Monday, August 25, 2014

Inquiry-led Learning

Back in school and college, I wasn't much of an in-class questioner. I benefited greatly from listening to other students ask their questions and get answers from the teacher, but I rarely asked questions myself. I'm still like that.

"Why?" I (rarely) ask myself. I love to learn new things, especially in fields of interest to me. Perhaps I think that the teacher is up there to teach that which he/she deems important and my consternation is relatively trivial and shouldn't take away from the teacher's time to give his/her prepared presentation; after all, I can usually figure out the answer on my own afterward. Perhaps I feel rude asking questions because it implies that the teacher did a poor job of teaching me. Perhaps I believe that there really is such a thing as a "dumb question," and I don't want to ask one.

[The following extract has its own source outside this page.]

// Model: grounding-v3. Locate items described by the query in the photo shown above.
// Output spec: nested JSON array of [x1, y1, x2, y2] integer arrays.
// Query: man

Perhaps I'm more interested in going to lunch.

At any rate, I don't question much, and it would appear my daughter is similar to me in that respect. When I picked up dd9 from school this afternoon, she told me that as part of their study of living systems, they did the first two parts of a "KWL" exercise, in which they asked themselves the following questions:

  • "What do I know about living systems?" 
  • "What do I want to know about them?" 
  • "What did I learn about them?"

She told me that she didn't have anything she wants to know about living systems. This from a girl who has been independently reading a book on genetics recently and is always picking up nonfiction books about animals for recreational reading. Maybe she was thrown off by the nonspecific topic label of "living systems," or maybe she just doesn't have questions about them at present. I hope her teacher doesn't confuse today's lack of questions with an absence of curiosity.

Inquiry-led learning receives a lot of praise these days, both by some advocates of unschooling and proponents of constructivist school curricula. While inquiry-led learning may work wonderfully for some children, it seems to poorly serve curious non-questioners like my daughter and me.

1 comment:

  1. I also came across KWL recently, and felt somewhat similarly stumped on its "universal" relevance. This adds to my conviction that /any/ educational approach/method/scheme will work for some, stupendously even, fail miserably for others, and because none provides the "magic bullet" for most, will be abandoned when the next "theory" comes along.

    I should develop this as a blog post... :-) Especially on why, IMHO, there is no way there ever will be such educational "magic bullet" - basically because it goes against Nature.

    found your blog a few minutes ago as I was doing due diligence regarding color sequence schemes. You had an entry in 2009 that happens to fit my view exactly - I'll go and answer it now.